One of the reasons time is so important is that when you feel pressed for it, stress results, and that isn’t good. Did you know that five minutes of negative thinking takes the body 24 hours to recover from? Since most of us don’t have that extra 24 hours, we must surround ourselves with as much positive energy as we can, along with having good coping mechanisms. Here are a dozen tips that will make life better, more calming, and let you enjoy yourself more.

1. Keep a time log every day for two weeks. Find out who and what are taking your energy and spirit. The same people continue to bother you over and over. It is up to you to decide what you want to do about them

2. Plan your day the night before. Although it seems impossible because of the many crises that occur, at least you will have a general idea of what you need to do first thing, the order of your day, and how much extra time you may have in that day.

3. Learn to prioritize. Label things A, B or C. A’s are urgent and important and must be done immediately. B’s may be urgent but not important or important but not urgent. They may be able to be put off for two hours or 24 hours. C’s are not important at all, however, other people’s A’s get forced on you, even though you may consider them a C. Therefore, stick to your guns and focus on your A’s. This way you will always be working on the most important and urgent things.

4. Rank your A’s. You probably have a lot of A’s. You must rank them A1, A2, A3 etc. No matter what, always do A1 first. The temptation is to cross off a lot of little easy things that don’t matter. Don’t get sidetracked.

5. Write everything down. Our mind only remembers 40 percent of what we want it to—on time. If you know you have it properly placed and written, your mind becomes freer to handle all your other tasks and you don’t have to keep shifting gears to see where you put it.

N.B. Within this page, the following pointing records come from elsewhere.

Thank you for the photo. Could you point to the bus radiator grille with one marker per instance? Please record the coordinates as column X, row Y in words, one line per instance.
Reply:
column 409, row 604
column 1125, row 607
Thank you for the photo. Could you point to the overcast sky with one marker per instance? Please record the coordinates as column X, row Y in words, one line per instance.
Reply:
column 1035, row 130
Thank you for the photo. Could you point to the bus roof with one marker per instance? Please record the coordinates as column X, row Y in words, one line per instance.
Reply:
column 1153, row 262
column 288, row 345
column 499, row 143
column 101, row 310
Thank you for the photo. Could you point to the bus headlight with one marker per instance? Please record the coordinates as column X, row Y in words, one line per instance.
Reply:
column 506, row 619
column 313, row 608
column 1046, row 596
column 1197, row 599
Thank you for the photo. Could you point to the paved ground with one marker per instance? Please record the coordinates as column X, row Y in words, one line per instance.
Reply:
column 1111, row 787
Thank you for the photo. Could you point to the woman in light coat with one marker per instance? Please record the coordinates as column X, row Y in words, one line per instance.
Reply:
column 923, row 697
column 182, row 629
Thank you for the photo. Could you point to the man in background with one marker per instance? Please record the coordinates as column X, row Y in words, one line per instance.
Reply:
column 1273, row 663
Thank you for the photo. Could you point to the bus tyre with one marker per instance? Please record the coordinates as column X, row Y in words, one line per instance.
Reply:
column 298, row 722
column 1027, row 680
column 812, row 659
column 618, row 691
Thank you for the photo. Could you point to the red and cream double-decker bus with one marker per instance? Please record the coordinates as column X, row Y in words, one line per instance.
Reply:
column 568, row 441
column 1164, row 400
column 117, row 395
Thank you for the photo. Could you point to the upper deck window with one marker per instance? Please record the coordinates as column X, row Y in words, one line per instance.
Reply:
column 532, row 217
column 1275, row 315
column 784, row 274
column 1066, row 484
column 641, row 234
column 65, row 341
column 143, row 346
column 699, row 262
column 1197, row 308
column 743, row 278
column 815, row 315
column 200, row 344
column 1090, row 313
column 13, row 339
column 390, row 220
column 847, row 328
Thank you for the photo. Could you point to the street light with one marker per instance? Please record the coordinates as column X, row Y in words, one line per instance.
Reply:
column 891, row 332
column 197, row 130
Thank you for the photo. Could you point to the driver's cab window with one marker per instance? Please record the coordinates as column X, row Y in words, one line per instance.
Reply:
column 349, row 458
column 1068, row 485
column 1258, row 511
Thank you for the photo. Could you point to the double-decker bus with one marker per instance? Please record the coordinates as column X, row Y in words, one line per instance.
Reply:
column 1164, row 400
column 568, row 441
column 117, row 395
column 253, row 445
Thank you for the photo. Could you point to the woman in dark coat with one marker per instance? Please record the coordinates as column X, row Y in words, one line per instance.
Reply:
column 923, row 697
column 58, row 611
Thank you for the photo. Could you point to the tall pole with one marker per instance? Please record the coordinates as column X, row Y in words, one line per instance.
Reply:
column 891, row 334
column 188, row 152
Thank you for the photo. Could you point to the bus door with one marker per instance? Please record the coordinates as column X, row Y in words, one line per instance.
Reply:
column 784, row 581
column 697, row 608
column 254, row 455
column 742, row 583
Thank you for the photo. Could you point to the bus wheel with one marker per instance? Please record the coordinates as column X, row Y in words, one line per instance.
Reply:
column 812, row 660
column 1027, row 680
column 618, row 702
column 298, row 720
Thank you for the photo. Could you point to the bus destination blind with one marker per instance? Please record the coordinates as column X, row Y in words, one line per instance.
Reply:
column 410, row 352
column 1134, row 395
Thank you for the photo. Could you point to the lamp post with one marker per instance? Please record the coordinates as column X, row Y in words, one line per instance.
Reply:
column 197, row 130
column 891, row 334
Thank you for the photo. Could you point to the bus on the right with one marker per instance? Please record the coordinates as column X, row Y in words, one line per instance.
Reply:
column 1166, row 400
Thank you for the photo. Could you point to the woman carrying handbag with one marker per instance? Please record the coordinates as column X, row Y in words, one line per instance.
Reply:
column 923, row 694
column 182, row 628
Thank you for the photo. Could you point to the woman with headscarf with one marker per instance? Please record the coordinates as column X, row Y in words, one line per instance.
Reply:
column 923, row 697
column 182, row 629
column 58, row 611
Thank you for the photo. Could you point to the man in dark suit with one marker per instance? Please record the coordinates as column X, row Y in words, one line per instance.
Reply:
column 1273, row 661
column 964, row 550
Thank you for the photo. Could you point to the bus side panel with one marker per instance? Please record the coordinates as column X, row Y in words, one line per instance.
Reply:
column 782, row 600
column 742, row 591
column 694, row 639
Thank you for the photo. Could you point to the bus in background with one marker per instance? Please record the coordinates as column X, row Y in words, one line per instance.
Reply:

6. Have everything in its place. When a piece of paper comes into your life, make a decision on it. There are only three things you can do with it—trash it, route it to someone else, or file it. Never put a piece of paper down without putting it in a file because nothing grows faster without food or water than paper. There are also only three files on your desk at the end of the day and those are the ones you see when you first come into your office. One is a reading file, another is a correspondence/memo file, and the third is a project file. All other files are in a cabinet to be pulled when needed.

7. Keep an interruption log for two weeks so you know when they are the heaviest. This includes people, phone calls, email etc. Again, you will find the same people keep interrupting you, while others seem to solve their own problems. Figure out what you need to do to educate “the interrupters” so they can make wise decisions.

8. Meetings shouldn’t be held when there isn’t a purpose. All meetings must start and end on time—have an agenda and stick to it. Only the people concerned with that agenda should be present. A short daily meeting with your staff is always advisable.

9. Discover your prime hours so that you can schedule yourself accordingly. Do your best work at your worst times and your worst work at your best times. Are you a morning person, can’t get going until your first cup of coffee, or do you jump out of bed with vim and vigor? Figure it out and work out your tasks from there.

10. Set deadlines for everything. If people don’t know when something is due, they won’t have it, and if they do know, there should be no excuses.

11. Put all messages on a single piece of paper. It is far easier to return calls from a single sheet rather than 20 pink slips.

12. Use a “to-do” list to keep yourself on track and on target. At the end of the day, transfer what is left (should only be B’s and C’s) and see if they are still important or can be crossed off as well.